Re: sed error message reports byte position instead of char position when program contains UTF-8

Eli Zaretskii

unread,

May 14, 2013, 4:23:04 PM5/14/13

to Camion SPAM, bon...@gnu.org, bug-gn...@gnu.org

> Date: Tue, 14 May 2013 15:22:48 +0100 (BST)
> From: Camion SPAM <camion_sp...@yahoo.fr>
>
> In case of error in a sed program, sed error message reports byte position instead of char position when program contains UTF-8.
>
> $ sed 's/qwerty///'
> sed: -e expression #1, char 11: unknown option to `s'
> $ sed 's/qwérty///'
> sed: -e expression #1, char 12: unknown option to `s'

Options to the 's' command are all pure-ASCII single-byte characters,
so Sed is correct in this case, I think.

Paul Jarc

unread,

May 15, 2013, 2:36:47 PM5/15/13

to Camion SPAM, bon...@gnu.org, bug-gn...@gnu.org

Eli Zaretskii <el...@gnu.org> wrote:
> Options to the 's' command are all pure-ASCII single-byte characters,
> so Sed is correct in this case, I think.
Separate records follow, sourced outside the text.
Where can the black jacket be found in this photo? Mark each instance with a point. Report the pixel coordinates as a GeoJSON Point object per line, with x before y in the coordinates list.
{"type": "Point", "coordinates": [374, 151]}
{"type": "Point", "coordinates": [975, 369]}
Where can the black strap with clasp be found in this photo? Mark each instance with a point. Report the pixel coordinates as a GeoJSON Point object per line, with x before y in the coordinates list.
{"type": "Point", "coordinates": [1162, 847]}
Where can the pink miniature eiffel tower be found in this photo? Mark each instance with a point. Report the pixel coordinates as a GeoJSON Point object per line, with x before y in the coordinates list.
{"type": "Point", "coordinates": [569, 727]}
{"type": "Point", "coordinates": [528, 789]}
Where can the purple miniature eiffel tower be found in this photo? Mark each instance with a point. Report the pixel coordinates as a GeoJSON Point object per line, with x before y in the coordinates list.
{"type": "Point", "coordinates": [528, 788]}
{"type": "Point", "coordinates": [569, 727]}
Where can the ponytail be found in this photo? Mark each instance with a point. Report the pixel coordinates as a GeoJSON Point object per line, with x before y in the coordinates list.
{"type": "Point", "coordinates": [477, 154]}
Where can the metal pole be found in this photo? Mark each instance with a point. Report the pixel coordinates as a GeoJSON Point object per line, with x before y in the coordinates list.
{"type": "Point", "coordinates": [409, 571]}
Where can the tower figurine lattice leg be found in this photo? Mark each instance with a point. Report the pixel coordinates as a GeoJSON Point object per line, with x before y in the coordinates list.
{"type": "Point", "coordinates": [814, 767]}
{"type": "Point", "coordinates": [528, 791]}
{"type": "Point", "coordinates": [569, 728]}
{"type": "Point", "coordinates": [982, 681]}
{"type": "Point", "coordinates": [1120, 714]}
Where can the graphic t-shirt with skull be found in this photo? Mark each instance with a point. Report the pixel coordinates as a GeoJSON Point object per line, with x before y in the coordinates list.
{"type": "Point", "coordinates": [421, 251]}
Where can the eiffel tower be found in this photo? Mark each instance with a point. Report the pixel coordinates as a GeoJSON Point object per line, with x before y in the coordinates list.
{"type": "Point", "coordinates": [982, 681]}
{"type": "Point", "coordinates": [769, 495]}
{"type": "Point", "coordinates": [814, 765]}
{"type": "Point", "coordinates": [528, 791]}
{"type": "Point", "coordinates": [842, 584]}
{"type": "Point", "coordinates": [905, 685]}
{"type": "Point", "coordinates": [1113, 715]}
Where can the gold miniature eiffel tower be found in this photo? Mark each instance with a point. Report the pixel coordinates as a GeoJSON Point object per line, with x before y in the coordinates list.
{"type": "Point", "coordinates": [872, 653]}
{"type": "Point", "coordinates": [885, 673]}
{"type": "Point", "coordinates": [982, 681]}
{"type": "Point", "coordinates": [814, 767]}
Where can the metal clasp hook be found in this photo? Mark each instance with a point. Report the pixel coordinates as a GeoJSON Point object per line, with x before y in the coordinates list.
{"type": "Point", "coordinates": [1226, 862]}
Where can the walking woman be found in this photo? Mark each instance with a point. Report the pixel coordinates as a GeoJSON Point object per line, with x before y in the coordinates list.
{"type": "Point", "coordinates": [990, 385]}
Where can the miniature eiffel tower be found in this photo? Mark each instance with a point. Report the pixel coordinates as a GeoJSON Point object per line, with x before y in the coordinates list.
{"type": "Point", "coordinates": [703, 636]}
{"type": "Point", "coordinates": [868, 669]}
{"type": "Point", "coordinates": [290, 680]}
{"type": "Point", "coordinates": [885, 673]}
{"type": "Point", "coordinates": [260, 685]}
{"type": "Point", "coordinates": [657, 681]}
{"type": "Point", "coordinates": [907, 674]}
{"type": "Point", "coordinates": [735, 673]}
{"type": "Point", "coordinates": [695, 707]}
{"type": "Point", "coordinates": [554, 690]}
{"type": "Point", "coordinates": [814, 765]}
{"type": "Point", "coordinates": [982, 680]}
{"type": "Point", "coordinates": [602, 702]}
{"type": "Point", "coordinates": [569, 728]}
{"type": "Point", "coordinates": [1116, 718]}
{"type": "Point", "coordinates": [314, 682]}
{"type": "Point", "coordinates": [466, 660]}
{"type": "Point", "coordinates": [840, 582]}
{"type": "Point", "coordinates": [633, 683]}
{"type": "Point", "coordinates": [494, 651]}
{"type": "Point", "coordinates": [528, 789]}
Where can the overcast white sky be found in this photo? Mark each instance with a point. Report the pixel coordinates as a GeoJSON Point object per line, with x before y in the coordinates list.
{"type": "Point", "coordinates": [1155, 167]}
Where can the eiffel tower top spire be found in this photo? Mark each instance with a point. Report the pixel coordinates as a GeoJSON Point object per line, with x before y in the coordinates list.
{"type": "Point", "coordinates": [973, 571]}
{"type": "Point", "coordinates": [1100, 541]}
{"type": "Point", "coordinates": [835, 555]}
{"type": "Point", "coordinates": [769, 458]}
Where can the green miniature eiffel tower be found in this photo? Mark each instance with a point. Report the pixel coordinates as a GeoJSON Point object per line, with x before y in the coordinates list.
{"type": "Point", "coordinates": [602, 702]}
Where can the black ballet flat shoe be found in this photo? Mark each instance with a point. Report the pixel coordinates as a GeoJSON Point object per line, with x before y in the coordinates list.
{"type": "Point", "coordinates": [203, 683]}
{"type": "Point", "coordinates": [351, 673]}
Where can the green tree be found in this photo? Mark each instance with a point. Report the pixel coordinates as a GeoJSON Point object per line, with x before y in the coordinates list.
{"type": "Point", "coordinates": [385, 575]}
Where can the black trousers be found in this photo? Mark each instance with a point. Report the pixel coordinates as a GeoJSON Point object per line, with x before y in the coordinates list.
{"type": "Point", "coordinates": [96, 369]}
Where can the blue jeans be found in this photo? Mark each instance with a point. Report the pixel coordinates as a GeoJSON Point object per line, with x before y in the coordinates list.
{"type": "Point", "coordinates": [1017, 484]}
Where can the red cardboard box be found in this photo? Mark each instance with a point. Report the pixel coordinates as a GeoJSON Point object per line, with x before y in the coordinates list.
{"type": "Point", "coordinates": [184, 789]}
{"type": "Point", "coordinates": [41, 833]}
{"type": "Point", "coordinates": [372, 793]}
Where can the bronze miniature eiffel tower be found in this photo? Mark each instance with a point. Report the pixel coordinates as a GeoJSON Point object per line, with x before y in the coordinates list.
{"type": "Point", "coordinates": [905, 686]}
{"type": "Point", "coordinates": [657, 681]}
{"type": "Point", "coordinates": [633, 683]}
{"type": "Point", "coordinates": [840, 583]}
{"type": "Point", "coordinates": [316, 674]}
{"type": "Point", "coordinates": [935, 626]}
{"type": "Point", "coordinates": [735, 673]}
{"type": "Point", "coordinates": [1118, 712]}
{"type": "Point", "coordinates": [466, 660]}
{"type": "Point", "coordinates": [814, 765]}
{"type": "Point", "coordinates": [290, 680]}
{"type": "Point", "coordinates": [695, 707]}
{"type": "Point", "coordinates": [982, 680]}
I don't think so. The example doesn't violate that rule. The unknown
option is "/". But due to a multibyte character in the pattern, the
offset is either miscalculated (should say "11" instead of "12") or
badly described (should say "byte" instead of "char").

paul

Eli Zaretskii

unread,

May 15, 2013, 5:00:45 PM5/15/13

to Paul Jarc, bon...@gnu.org, bug-gn...@gnu.org, camion_sp...@yahoo.fr

> From: p...@case.edu (Paul Jarc)
> Date: Wed, 15 May 2013 14:36:47 -0400

"Byte" is the only viable alternative, but that leaves the burden of
counting bytes on the user.

Camion SPAM

unread,

May 16, 2013, 7:42:20 AM5/16/13

to Eli Zaretskii, Paul Jarc, bon...@gnu.org, bug-gn...@gnu.org

> Eli Zaretskii <el...@gnu.org> wrote:

> "Byte" is the only viable alternative, but that leaves the burden of
> counting bytes on the user.

If you use a very long sed script, this can be a problem.
I happen to write sed scripts that are more than 1000 characters long.
My last one is currently 1762 characters long and still growing.
That's why I wrote a little bash function which would show me
the n'th character. but this gave wrong positions on scripts with
UTF-8 chars.

The work-around is to change LC_CTYPE to C around the string
processing part in my bash function, but, I believe that since sed
supports multibytes characters, the error message should count
characters and not bytes. btw : the error message states that the
position is "char" and not "byte" :

Jose E. Marchesi

unread,

May 16, 2013, 7:47:53 AM5/16/13

to Camion SPAM, bug-gn...@gnu.org, bon...@gnu.org, Paul Jarc

> "Byte" is the only viable alternative, but that leaves the burden of
> counting bytes on the user.

If you use a very long sed script, this can be a problem.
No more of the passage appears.